Masalah ini tidak akan menjadi rumit apabila semua
individu / manusia dalam masyarakat itu mempunyai pandangan yang sama tentang
persepsi korupsi. Kesamaan definisi korupsi di dalam diri setiap individu akan
membuat setiap orang mampu berpikir dan bertindak untuk tidak melakukan
korupsi.
Hukum bersama-sama masyarakat berbuat sebagai kaidah dan
norma dalam pembentukan perilaku yang baik dan terkendali. Apabila hukum
terbuka terhadap dinamika perubahan masyarakat dan bersedia mengakomodasi
segala permasalahan, maka hukum dapat bekerja dengan baik dan bersifat
fleksibel. Sebaliknya hukum akan menjadi antagonis atau berseberangan dengan
masyarakat manakala hukum masih berada pada pijakan yang tertutup dan tidak
transparan
Dengan adanya hukum, nilai-nilai moral akan terpelihara
dan terjaga dan seorang manusia baik sebagai pribadi dan juga sebagai anggota
masyarakat akan dapat mewujudkan keadilan yang diemban oleh hukum itu sendiri.
Hukum dan nilai
moralitas akan saling menjaga dan melindungi keadilan dan kedamaian yang
diinginkan oleh masyarakat. Akan ada saling mengertian antara hukum dan
moralitas dimana saat hukum tidak mampu menjangkau perbuatan seseorang maka
moralitas masyarakat yang akan menjaga ketertiban yang telah ada dan moralitas
lah yang akan memberikan perasaan sanksi kepada seseorang yang mana terkadang dampak sanksi moralitas
ini lebih efektive daripada sanksi yang diberikan oleh hukum.

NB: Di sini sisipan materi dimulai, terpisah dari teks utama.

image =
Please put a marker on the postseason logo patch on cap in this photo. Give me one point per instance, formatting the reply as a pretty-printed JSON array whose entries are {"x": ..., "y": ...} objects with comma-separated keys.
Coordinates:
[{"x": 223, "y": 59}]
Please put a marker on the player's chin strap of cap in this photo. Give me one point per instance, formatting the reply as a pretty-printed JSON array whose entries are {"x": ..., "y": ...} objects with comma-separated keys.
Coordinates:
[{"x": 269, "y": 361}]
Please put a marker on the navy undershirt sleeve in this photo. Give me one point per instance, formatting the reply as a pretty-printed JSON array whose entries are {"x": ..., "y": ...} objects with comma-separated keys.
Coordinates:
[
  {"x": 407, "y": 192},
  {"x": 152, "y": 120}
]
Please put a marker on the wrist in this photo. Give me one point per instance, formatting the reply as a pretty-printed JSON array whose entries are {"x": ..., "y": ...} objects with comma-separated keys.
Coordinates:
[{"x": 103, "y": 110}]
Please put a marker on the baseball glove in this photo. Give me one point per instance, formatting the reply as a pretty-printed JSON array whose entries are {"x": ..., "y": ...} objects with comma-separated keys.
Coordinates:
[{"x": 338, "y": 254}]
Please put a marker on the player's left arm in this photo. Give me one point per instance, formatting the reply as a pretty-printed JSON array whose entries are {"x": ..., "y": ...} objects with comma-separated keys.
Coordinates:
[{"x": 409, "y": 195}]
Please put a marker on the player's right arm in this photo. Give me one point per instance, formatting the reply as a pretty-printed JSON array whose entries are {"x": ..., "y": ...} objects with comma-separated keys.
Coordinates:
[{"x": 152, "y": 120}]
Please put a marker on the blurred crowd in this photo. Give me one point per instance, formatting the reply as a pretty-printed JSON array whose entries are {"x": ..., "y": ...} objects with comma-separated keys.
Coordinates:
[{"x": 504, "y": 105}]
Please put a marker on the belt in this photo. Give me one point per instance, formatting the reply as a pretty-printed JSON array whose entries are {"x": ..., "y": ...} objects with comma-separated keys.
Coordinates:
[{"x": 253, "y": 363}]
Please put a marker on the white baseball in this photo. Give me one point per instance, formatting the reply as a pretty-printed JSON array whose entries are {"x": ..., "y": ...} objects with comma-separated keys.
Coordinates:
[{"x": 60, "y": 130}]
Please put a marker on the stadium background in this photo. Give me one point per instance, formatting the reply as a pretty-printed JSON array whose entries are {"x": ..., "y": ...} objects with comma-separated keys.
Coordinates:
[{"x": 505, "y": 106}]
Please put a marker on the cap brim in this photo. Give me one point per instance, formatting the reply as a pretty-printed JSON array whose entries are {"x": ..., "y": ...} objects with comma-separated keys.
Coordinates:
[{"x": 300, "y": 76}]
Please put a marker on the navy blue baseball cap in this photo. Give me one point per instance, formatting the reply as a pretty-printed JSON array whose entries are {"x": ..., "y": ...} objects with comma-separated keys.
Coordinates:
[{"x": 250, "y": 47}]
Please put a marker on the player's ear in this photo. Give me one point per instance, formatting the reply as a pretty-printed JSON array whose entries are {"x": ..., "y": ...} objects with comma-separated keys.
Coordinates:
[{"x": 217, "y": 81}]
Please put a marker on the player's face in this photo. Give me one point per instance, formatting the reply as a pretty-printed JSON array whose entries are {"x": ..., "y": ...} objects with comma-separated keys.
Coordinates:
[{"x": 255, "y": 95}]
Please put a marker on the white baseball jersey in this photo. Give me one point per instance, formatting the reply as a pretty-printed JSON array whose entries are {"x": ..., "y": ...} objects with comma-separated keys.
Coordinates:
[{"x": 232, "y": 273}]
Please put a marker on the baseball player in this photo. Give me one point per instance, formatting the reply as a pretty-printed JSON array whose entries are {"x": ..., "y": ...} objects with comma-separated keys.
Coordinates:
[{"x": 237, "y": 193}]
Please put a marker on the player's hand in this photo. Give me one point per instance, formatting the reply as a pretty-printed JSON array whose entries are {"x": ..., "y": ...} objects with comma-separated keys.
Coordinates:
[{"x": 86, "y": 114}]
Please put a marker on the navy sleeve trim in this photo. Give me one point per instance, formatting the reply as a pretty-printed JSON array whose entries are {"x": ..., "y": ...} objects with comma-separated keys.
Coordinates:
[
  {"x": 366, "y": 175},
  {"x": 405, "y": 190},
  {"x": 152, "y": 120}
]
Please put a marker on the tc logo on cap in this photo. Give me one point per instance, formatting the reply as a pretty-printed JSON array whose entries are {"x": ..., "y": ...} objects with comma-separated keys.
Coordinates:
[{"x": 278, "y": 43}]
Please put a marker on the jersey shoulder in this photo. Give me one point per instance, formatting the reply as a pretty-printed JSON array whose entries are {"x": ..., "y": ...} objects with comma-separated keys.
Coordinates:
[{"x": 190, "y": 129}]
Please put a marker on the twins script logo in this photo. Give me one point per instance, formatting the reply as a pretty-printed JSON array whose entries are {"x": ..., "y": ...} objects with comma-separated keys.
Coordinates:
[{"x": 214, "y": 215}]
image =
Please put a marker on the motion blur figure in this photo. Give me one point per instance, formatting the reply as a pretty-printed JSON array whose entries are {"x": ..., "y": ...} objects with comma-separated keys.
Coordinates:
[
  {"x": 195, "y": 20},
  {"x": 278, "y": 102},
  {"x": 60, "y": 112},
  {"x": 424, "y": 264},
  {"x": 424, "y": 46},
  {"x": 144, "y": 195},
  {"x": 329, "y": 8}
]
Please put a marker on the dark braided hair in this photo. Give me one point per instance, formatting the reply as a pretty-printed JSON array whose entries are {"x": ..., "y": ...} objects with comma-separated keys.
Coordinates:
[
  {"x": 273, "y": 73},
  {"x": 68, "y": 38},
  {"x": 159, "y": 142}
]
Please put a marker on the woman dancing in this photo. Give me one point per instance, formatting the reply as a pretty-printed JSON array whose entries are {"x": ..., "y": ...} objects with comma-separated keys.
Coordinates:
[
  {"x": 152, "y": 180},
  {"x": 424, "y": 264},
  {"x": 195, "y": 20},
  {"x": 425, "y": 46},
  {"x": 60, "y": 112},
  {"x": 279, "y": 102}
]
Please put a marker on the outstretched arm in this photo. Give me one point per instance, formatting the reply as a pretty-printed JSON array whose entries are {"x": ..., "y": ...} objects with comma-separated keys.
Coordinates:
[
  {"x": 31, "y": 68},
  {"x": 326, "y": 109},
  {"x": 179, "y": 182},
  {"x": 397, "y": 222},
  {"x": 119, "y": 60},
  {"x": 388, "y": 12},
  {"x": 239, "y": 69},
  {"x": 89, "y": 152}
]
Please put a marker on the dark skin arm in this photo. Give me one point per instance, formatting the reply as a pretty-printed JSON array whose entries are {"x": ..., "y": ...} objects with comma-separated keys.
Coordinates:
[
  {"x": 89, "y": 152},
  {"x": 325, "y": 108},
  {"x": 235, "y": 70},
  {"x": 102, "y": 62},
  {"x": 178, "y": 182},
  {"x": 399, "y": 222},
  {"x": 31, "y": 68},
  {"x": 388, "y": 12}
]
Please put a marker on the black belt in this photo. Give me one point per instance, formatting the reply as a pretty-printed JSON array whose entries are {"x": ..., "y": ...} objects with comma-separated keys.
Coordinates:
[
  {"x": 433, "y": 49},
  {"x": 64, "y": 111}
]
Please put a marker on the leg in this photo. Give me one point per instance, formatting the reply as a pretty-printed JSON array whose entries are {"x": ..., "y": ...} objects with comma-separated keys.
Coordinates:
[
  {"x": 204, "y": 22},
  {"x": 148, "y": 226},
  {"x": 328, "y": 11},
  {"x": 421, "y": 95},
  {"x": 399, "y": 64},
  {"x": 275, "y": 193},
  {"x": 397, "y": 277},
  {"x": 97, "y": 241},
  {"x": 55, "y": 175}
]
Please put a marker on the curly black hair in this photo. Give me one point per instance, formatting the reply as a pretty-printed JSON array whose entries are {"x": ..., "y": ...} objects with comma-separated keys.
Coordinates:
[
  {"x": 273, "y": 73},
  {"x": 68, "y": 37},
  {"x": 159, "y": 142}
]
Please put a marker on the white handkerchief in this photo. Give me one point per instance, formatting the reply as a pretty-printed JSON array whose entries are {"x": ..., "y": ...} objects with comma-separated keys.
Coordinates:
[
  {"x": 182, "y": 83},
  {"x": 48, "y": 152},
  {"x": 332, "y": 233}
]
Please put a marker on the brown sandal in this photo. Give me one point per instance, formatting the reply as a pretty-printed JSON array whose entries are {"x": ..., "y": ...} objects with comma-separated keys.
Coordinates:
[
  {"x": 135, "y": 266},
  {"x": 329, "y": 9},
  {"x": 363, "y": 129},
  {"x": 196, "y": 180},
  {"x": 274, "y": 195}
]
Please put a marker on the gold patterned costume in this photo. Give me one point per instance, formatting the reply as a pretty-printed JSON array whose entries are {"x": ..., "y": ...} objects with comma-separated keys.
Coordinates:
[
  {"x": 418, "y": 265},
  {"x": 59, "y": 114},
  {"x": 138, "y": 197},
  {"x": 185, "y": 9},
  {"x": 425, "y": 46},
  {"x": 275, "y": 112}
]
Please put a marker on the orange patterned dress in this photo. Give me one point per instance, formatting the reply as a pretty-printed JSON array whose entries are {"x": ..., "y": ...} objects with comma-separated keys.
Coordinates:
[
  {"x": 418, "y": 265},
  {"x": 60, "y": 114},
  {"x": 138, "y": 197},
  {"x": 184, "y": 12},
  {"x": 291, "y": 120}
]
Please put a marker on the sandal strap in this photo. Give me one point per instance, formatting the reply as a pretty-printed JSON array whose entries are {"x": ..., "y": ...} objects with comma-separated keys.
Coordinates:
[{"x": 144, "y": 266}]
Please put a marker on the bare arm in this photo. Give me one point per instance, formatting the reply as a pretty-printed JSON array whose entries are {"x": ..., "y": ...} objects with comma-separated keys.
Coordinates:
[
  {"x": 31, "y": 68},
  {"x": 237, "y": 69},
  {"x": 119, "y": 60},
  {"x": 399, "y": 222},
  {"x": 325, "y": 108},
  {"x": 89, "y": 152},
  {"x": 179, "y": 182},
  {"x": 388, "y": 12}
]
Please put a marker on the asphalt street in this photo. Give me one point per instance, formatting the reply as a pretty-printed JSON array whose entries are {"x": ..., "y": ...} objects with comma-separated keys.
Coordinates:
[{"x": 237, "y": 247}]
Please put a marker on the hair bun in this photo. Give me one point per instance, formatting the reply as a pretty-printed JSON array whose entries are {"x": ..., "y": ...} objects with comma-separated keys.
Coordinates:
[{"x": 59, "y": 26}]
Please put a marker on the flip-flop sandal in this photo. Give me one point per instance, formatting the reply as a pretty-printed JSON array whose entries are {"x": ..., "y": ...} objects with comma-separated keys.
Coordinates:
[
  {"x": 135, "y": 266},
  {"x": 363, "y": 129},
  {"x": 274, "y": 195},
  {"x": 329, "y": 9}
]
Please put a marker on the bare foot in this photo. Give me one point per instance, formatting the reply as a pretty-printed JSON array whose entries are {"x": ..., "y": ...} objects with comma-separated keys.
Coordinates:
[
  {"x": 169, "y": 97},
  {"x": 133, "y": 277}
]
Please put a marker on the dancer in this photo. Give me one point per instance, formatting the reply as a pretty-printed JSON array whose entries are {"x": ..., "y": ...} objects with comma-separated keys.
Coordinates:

[1] Teguh Sulistia, “System Pembuktian Gratifikasi Dalam Perkara
Pidana Korupsi” KANUN NO.42 Edisi Agustus 2005, hal.328
[2] Barda NAwawi Arief,
Kapita Selekta Hukum Pidana, Alumni
Bandung, 2003.
[3] Theo Huibers,
Filsafat Hukum dalam Lintasan Sejarah, Yayasan KanisiusYogyakrta, 1982, hal.
294
[4] JJ.Bruggink,alih
bahasa oleh Arief Sidharta, Refleksi tentang
Hukum, Citra Aditya Bakti, Bandung,, 1996.